Personal information
- Full name: Matthew Christopher Celano Uy
- Date of birth: March 22, 1990 (age 35)
- Place of birth: New Hyde Park, New York, United States
- Height: 1.70 m (5 ft 7 in)
- Position(s): Midfielder

Youth career
- 2006–2007: IMG Soccer Academy
- 2007–2010: Fairfield Stags

Senior career*
- Years: Team / Apps / (Gls)
- 2010: Westchester Flames / 6 / (0)
- 2011: Long Island Rough Riders / 7 / (0)
- 2012–2013: Global FC / 3 / (1)
- 2013: Loyola / 4 / (0)
- 2013: Team Socceroo

International career^{‡}
- 2006–2007: United States U17 / 5 / (0)
- 2012: Philippines / 4 / (0)

= Matthew Uy =

Filipino footballer

Matthew Christopher Celano Uy (born March 22, 1990) is a footballer who last played for Filipino side Team Socceroo in the United Football League.
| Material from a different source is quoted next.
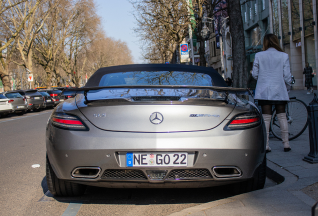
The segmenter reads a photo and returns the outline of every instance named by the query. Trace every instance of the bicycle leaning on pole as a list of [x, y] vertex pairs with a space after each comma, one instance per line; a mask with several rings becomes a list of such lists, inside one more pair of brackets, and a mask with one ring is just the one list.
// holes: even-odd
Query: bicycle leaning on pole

Born in the United States, he has represented the Philippines national team.

==Early life==
Uy was born in the United States to a Filipino father and an Italian mother. He represented NYC Italy in the 2012 Cosmos Copa and is a full international for the Philippines national team.

==Career==
In the late days of March, he was waived by the Global of the United Football League in the transfer window. He was then immediately signed by the Loyola Meralco Sparks. He made his debut for the Sparks on April 9, 2013, coming in as a substitute for Jeong Byeong-Yeol in the 72nd minute against the Stallion Sta. Lucia.